L’evoluzione dimostra che si tratta di un compromesso non raggiungibile. Nel corso della storia sono stati privilegiati di volta in volta fluidi refrigeranti che consentivano prima lo sviluppo industriale delle applicazioni, successivamente la loro diffusione in sicurezza, e quindi ci si è preoccupati degli aspetti ambientali; oggi la priorità è la compatibilità ambientale (e indubbiamente lo è) ed è necessario rinunciare a qualcosa in termini di sicurezza di impiego. 

La ricerca dimostra come l’utilizzo di alcuni idrocarburi (es. propano C3H8) come refrigeranti consente di ridurre drasticamente l’impatto ambientale in termini di GWP.

Politica ambientale e aspetti industriali

Dal punto di vista della sicurezza, i fluidi sono classificati secondo lo standard americano ASHRAE 34:

  • Classe A (non tossico) e B (tossico);
  • 1 (non infiammabile), 2 (poco infiammabile) e 3 (infiammabile).

L’ammoniaca, da sempre utilizzata in applicazioni specialistiche come ad esempio la refrigerazione alimentare, è di categoria B3 (tossico e infiammabile); il propano (come il metano) è di categoria A3 (non tossico e infiammabile); i fluidi tradizionalmente utilizzati nell’ambito del condizionamento dell’aria (R410A e R134a) sono di categoria A1 (non tossico e non infiammabile).

Negli ultimi 5 anni hanno fatto capolino sul mercato alcuni fluidi “blandamente infiammabili” come ad esempio l’R32 (difluorometano), parallelamente all’introduzione di una nuova categoria, A2L (A2 “Light”).
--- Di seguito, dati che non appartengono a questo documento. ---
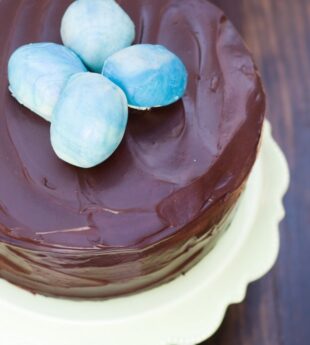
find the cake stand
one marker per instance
(183, 312)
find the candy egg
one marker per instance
(150, 75)
(95, 29)
(38, 72)
(89, 120)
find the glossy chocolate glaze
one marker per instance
(147, 214)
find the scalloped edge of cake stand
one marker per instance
(186, 311)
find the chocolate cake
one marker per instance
(160, 203)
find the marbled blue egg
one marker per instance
(95, 29)
(38, 72)
(89, 120)
(150, 75)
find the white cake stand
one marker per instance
(185, 311)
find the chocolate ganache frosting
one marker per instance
(159, 204)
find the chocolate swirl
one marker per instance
(177, 173)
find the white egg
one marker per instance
(95, 29)
(89, 120)
(38, 72)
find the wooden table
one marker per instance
(277, 308)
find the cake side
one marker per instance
(150, 212)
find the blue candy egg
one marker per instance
(95, 29)
(150, 75)
(89, 120)
(38, 72)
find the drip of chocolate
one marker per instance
(148, 213)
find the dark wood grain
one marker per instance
(277, 308)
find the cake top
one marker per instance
(173, 163)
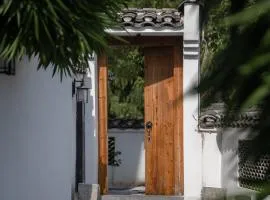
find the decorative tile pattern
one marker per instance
(254, 171)
(151, 17)
(126, 123)
(213, 117)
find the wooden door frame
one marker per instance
(102, 64)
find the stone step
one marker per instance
(140, 197)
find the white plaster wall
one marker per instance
(91, 128)
(230, 159)
(192, 140)
(211, 159)
(131, 171)
(37, 135)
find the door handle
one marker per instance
(148, 125)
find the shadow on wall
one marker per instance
(229, 140)
(91, 142)
(131, 170)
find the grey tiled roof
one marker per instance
(126, 123)
(214, 117)
(151, 17)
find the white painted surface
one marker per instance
(37, 135)
(131, 171)
(145, 31)
(211, 159)
(192, 140)
(91, 128)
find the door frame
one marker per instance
(102, 64)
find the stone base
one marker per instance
(88, 192)
(211, 193)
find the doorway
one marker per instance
(163, 106)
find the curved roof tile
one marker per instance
(151, 17)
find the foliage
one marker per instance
(154, 3)
(240, 67)
(61, 33)
(126, 82)
(126, 98)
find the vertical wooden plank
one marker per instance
(160, 106)
(102, 123)
(178, 130)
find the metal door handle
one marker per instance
(148, 125)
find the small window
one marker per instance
(254, 172)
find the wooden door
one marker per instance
(163, 120)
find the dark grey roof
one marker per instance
(151, 17)
(214, 117)
(126, 123)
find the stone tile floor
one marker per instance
(139, 190)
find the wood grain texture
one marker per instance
(102, 123)
(163, 106)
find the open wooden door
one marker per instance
(163, 120)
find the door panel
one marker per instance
(163, 102)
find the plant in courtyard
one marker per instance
(236, 61)
(61, 33)
(126, 83)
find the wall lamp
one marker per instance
(81, 88)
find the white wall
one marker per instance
(230, 159)
(37, 135)
(220, 159)
(192, 140)
(131, 171)
(211, 159)
(91, 128)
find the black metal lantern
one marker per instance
(82, 90)
(7, 67)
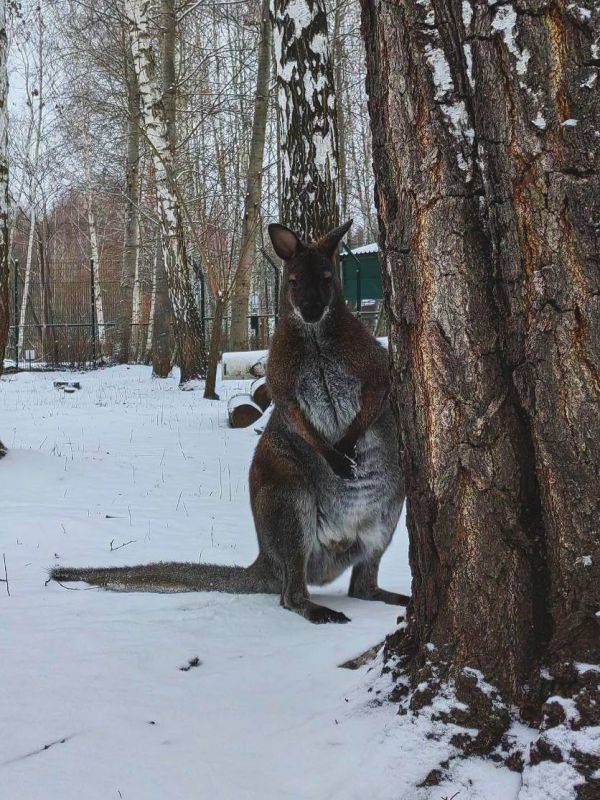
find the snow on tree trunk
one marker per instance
(136, 310)
(95, 263)
(306, 107)
(4, 237)
(152, 310)
(187, 323)
(26, 279)
(486, 163)
(238, 333)
(128, 335)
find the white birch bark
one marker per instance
(152, 312)
(306, 108)
(4, 237)
(27, 278)
(95, 257)
(34, 167)
(136, 306)
(187, 324)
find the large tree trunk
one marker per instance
(157, 127)
(214, 352)
(243, 275)
(131, 251)
(488, 193)
(307, 116)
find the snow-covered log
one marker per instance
(242, 411)
(244, 364)
(261, 393)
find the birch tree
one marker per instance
(94, 249)
(129, 318)
(187, 323)
(35, 102)
(252, 199)
(4, 220)
(306, 106)
(485, 126)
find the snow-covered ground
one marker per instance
(93, 701)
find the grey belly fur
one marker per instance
(354, 517)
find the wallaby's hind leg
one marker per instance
(294, 595)
(285, 517)
(363, 582)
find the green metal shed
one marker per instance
(361, 275)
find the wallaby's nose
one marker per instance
(311, 313)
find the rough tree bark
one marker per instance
(306, 109)
(131, 248)
(488, 194)
(238, 332)
(187, 324)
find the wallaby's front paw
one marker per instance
(320, 615)
(342, 465)
(383, 596)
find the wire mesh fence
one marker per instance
(72, 323)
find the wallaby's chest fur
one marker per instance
(326, 488)
(327, 393)
(348, 512)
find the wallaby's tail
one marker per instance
(175, 577)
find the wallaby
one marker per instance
(326, 488)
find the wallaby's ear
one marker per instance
(328, 244)
(285, 242)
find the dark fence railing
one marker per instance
(62, 328)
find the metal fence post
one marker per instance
(93, 309)
(16, 310)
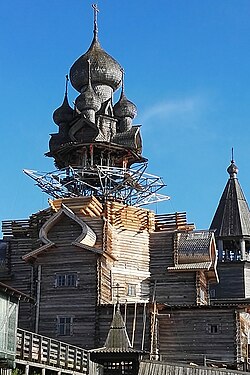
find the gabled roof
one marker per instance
(232, 217)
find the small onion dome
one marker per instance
(232, 169)
(63, 114)
(104, 69)
(125, 108)
(88, 100)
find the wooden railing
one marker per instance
(32, 347)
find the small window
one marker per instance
(3, 254)
(66, 280)
(131, 290)
(64, 325)
(214, 328)
(212, 293)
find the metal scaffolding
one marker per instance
(131, 186)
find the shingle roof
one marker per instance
(232, 217)
(117, 340)
(194, 246)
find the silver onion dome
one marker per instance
(125, 108)
(105, 69)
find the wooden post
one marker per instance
(143, 325)
(134, 324)
(39, 272)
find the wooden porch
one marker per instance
(40, 354)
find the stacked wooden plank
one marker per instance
(172, 222)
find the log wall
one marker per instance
(173, 288)
(192, 334)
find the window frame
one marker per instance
(131, 290)
(64, 325)
(66, 280)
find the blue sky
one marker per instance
(187, 68)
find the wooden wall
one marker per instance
(137, 319)
(231, 281)
(78, 302)
(175, 288)
(187, 335)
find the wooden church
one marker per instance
(96, 244)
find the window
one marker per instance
(131, 290)
(67, 280)
(64, 325)
(214, 328)
(3, 254)
(212, 293)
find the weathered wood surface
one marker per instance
(168, 368)
(187, 335)
(40, 349)
(172, 222)
(232, 283)
(136, 318)
(172, 288)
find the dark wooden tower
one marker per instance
(117, 356)
(231, 223)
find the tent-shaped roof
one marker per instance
(232, 217)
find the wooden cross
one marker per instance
(117, 287)
(96, 10)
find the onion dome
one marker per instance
(88, 99)
(104, 68)
(124, 107)
(64, 114)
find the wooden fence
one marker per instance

Il cambiamento del fluido frigorigeno che evolve nel ciclo richiede modifiche, che a volte possono essere anche importanti, dal lato:

  • Industriale, nella progettazione delle macchine;
  • Professionale, nell’inserimento di queste macchine all’interno di un progetto termotecnico, che è soggetto a prescrizioni di sicurezza (es. antincendio).

Vale la pena ricordare che l’utilizzo del gas naturale nelle combustioni in ambiente libero nelle abitazioni è stato reso possibile dallo sviluppo di un corpus normativo e legislativo che ha richiesto tempo ma che alla fine ha garantito sicurezza ed efficienza.

Si tratta tuttavia di modifiche che richiedono tempo, per lo sviluppo industriale e l’adeguamento legislativo e normativo che segue una letteratura scientifica e una profonda riflessione interdisciplinare (aspetti ingegneristici, ma anche chimico-fisico ambientali, medici, procedurali ecc).

Ahimè sembra che il tempo sia una delle risorse più scarse di cui disponiamo, in materia di tutela ambientale, e la Figura 1 illustra con il trend in colore azzurro come la comunità europea abbia proposto di modificare il regolamento attualmente vigente (trend in colore blu).

Questo comporterebbe un’accelerazione per nulla trascurabile delle attività di ingegneria del comparto industriale e del mondo legislativo/normativo per la sicurezza, che potrebbe non essere compatibile con i tempi di maturazione di un processo coerente e solido.

Il condizionale è d’obbligo poiché come viene testimoniato dai reperti di Figura 2, alcuni dei fluidi che potrebbe essere necessario introdurre ampiamente sul mercato sono in realtà delle “vecchie conoscenze” del mondo del condizionamento dell’aria.

Si tratta di tempi di re-introduzione o comunque di ri-adozione molto molto rapidi, di fronte ai quali ritornano alla mente i consigli delle maestre e professoresse di scuola, che ricordavano all’allievo che voleva svolgere rapidamente più passaggi a mente “meglio un passaggio in più che un passaggio sbagliato”.